Warren Buffett, the world’s greatest investor, is always someone you want to watch. Even if you may not invest in exactly the same stocks he’s investing in, you can interpret his mindset is by watching the stocks he buys and sells each quarter.
Although he clearly has one of the best track records ever and has been posting incredible growth for years now, if you study his style, you can see how it’s changed and evolved over the years, as have the financial markets.
In the past, Buffett preferred decent companies at wonderful prices, while today he’s more inclined to buy wonderful companies at decent prices.
It says a lot when an investor with such a strong track record as Buffett willingly changes his strategy, without having an issue that caused him to change it.
He has realised that there’s been a shift in how the economy and, consequently, how the stock market views things. Buffett has shifted his own strategy to best take advantage of the new era we live in.
Two Canadian companies that are Warren Buffett-type stocks are Air Canada (TSX:AC)(TSX:AC.B) and Leon’s Furniture Ltd. (TSX:LNF).
Air Canada
In the past Buffett has stated that he didn’t like airline stocks, as there used to be a tonne of competition, which impacted profitability in the industry.

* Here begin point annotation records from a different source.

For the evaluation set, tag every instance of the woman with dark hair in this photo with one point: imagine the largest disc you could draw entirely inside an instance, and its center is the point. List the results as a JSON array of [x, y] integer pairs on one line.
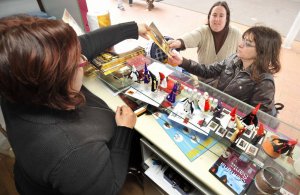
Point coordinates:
[[65, 139], [215, 41], [248, 74]]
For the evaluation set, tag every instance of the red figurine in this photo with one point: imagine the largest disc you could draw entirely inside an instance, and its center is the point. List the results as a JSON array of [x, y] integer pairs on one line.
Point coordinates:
[[232, 120], [259, 134], [206, 105], [251, 119]]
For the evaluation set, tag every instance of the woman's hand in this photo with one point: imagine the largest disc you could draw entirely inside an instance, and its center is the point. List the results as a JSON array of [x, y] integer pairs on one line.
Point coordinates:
[[175, 59], [174, 44], [125, 117], [143, 28]]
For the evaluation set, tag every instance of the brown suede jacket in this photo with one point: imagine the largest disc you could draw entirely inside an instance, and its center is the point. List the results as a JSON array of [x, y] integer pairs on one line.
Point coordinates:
[[237, 82]]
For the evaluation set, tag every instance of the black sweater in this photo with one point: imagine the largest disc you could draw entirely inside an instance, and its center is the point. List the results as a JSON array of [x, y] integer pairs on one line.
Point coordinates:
[[71, 152]]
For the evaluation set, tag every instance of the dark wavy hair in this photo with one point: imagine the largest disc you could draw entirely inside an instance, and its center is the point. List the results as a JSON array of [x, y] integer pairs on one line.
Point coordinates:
[[38, 62], [225, 5], [268, 45]]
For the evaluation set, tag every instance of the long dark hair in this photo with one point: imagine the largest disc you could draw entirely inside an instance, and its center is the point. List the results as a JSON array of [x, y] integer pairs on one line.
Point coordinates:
[[224, 4], [268, 45], [38, 59]]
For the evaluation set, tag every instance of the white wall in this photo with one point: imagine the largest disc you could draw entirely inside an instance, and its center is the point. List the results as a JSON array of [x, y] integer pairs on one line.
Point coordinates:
[[9, 7]]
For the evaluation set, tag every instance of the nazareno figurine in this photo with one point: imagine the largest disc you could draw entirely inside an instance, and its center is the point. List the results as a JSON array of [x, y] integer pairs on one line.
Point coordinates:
[[162, 80], [134, 75], [233, 116], [154, 82], [251, 118], [146, 74], [259, 134], [218, 110], [188, 105], [172, 95]]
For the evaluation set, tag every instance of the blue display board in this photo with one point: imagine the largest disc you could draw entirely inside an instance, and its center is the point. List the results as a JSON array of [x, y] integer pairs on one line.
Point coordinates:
[[192, 143]]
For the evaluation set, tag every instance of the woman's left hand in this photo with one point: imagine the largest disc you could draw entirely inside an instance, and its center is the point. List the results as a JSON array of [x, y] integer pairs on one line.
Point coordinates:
[[175, 59], [143, 28]]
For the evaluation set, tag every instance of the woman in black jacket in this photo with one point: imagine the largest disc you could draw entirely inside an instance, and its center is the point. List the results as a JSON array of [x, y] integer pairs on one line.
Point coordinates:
[[65, 139], [248, 74]]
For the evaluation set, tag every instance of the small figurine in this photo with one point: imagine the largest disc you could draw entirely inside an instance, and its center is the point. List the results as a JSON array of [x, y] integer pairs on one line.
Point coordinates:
[[239, 130], [206, 105], [251, 119], [172, 95], [186, 120], [154, 82], [218, 110], [146, 75], [259, 134], [188, 105], [232, 119], [201, 122], [162, 80], [214, 104], [134, 75]]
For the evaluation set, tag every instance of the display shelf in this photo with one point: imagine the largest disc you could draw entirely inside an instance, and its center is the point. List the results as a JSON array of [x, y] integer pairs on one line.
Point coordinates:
[[207, 124]]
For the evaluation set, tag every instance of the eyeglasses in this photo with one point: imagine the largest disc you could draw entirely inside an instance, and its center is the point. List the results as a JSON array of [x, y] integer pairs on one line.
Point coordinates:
[[247, 43], [84, 61]]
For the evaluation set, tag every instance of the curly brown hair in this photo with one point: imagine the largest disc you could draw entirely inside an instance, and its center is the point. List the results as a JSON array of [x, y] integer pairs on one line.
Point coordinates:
[[223, 4], [38, 61], [268, 46]]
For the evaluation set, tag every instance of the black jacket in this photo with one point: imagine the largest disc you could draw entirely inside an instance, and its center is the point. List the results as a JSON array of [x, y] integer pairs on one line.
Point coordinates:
[[79, 151], [237, 82]]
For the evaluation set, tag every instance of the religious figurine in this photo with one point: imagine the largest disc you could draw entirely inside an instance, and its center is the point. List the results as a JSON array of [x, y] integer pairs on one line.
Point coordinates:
[[162, 80], [206, 105], [259, 134], [154, 82], [232, 119], [188, 105], [218, 110], [172, 95], [146, 74], [134, 75], [251, 118]]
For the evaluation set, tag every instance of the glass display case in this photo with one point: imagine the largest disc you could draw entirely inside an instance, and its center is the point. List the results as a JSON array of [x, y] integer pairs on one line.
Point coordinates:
[[255, 152]]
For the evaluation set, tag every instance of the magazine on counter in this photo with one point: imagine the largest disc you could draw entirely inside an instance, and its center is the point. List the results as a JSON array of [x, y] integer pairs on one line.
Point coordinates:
[[159, 39], [233, 172]]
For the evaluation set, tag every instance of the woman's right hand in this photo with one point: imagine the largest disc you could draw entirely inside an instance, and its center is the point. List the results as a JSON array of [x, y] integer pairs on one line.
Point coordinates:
[[175, 59], [174, 44], [125, 117]]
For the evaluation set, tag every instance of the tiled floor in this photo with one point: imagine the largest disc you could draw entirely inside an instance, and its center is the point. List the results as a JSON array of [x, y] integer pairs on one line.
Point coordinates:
[[174, 21]]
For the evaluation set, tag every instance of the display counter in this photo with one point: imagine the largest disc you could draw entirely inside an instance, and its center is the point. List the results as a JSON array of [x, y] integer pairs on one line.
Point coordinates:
[[198, 149]]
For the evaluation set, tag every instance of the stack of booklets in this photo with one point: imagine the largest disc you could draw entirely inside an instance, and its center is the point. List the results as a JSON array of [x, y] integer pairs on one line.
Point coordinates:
[[109, 62]]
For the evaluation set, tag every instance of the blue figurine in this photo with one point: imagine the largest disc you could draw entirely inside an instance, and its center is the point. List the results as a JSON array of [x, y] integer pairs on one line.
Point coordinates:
[[218, 110], [172, 96], [154, 82], [146, 74]]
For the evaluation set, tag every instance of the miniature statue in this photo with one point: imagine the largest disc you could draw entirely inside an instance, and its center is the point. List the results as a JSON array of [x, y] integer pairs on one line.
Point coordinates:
[[188, 105], [239, 130], [134, 75], [146, 75], [172, 95], [259, 134], [251, 119], [162, 80], [233, 116], [206, 105], [154, 82], [218, 110]]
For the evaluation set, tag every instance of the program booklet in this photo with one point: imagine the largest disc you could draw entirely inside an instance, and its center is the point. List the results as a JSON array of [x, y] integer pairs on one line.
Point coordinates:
[[159, 39], [233, 172]]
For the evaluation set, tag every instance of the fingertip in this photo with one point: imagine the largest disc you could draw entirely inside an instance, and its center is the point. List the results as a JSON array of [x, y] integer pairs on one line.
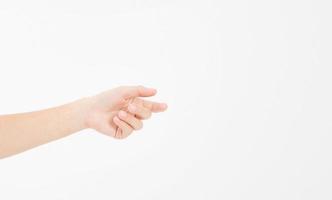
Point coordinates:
[[132, 108], [146, 92], [122, 114], [116, 119], [164, 106]]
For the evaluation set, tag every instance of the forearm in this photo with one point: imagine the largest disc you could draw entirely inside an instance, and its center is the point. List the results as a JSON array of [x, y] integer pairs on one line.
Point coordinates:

Over the years, however, with consolidation in the sector and a better understanding of how to reach profitability, the airline business became more investible.
Buffett now owns all of the largest four airlines in the United States, with roughly a 10% stake in each company.
Air Canada is just as strong a company as any of its major U.S counterparts.
It’s the market leader in Canada and has made numerous deals with many other large carriers to extend its reach around the world.
Its stock is up more than 260% in the last three years, as it improves its operations and profitability.
Looking at its valuation, however, Air Canada still seems to be fairly valued and positioned to continue growing as the demand for air travel heats up.
Its price to earnings ratio sits at just 12.6 times earnings, and even though it’s at its 52-week high, the stock has a lot of momentum and should continue to grow into the new year.
Gaining some exposure to Air Canada today is a prudent choice, especially as airlines continue to improve the efficiency of their operations and translate the increasing growth in demand to their bottom lines.
Leon’s
Leon’s is a nation-wide furniture retailer in Canada. Buffett has always historically owned Nebraska Furniture Mart, as he liked the business. In November of 2019, he invested in another furniture company.
If you can find a well-run furniture company, you’ll likely make profits and Leon’s is a prime example of a top-tier furniture store.
In the last decade, it’s been strengthening its business from all angles with one of the biggest deals being when it acquired its main rival in the Brick. It’s also added ancillary business to its portfolio such as an appliance and furniture repair business and an insurance company.
Further, Leon’s also has a tonne of real estate in highly populated areas that only increase in value each year; this is another strategic option for the company to consider — and a safety net in case it needs to close down underperforming stores in the future.
From an operational standpoint, the company is extremely consistent, with return on equity in each of the last five years of between 12.5% and 14%.
The continued growth in its business has led to multiple dividend increases, with the company currently paying out $0.56 annually, a 3.5% yield today.
Leon’s is an underrated stock that’s been growing investors’ money for a while now. With many strategic options available for the future, it’s a top stock to own for the long term.
Bottom line
As well as similar stocks to those in Buffett’s portfolio, these stocks are also wonderful companies, which is exactly what Buffett is looking for.
Buying these stocks or similar stock and holding them for the long term will set you up for great capital appreciation.